Search code examples
javaxmlsaxsaxparser

Way to capture part XML code in SAXParser


I need to capture text within <page> tags of my XML file. Whole text, with other tags, their attributes etc. I could do this using, for example, regular expressions, but I need this to be safe, so I would like to use SAXParser.

But I'm afraid that all information that ContentHandler can receive from SAXParser isn't enough to do this (cursor position at start of found XML tag, for example, would help a lot).

So, is there any other, safe way?

Instead of text within <page>, it could be, for example, DOM tree, but I would prefer first way, for performance.


Solution

  • Okay, what I would do first is to create yourself a custom DefaultHandler something like the following;

    public class PrintXMLwithSAX extends DefaultHandler {
    
      private int embedded = -1;
      private StringBuilder sb = new StringBuilder();
      private final ArrayList<String> pages = new ArrayList<String>();    
    
    
      @Override
      public void startElement(String uri, String localName, String qName, Attributes attributes) throws SAXException {
          if(qName.equals("page")){
              embedded++;
          }
          if(embedded >= 0) sb.append("<"+qName+">");
      }
    
      @Override
      public void characters(char[] ch, int start, int length) throws SAXException {
          if(embedded >= 0) sb.append(new String(ch, start, length));
      }
    
      @Override
      public void endElement(String uri, String localName, String qName) throws SAXException {
          if(embedded >= 0) sb.append("</"+qName+">");
          if(qName.equals("page")) embedded--;
          if(embedded == -1){
              pages.add(sb.toString());
              sb = new StringBuilder();
          }
      }
    
      public ArrayList<String> getPages(){
          return pages;
      }
    
    }
    

    The DefaultHandler (when parsed) runs through each element and calls startElement(), characters(), endElement() and a few others.
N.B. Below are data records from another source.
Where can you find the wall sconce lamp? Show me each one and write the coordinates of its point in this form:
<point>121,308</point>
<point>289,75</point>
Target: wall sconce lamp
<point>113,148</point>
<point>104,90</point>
The code above checks if the element in startElement() is a <page> element. If so, it increments embedded by 1. After that, each method checks if embedded is >= 0. If it is, it appends the characters inside each element, as well as their tags (excluding attributes in this particular example) to the StringBuilder object. endElement() decrements embedded when it finds the end of a </page> element. If embedded falls back down to -1, we know that we are no longer inside a series of page elements, and so we add the result of the StringBuilder to the ArrayList pages and start a fresh StringBuilder to await another <page> element.

    Then you'll need to run the handler and then retrieve your ArrayList of strings containing your <page> elements like so;

        SAXParserFactory factory = SAXParserFactory.newInstance();
        SAXParser saxParser = factory.newSAXParser();
        PrintXMLwithSAX handler = new PrintXMLwithSAX();
        InputStream input = new FileInputStream("C:\\Users\\me\\Desktop\\xml.xml");
        saxParser.parse(input, handler);
        ArrayList<String> myPageElements = handler.getPages();
    

    Now myPageElements is an ArrayList containing all page elements and their contents as strings.

    I hope this helps.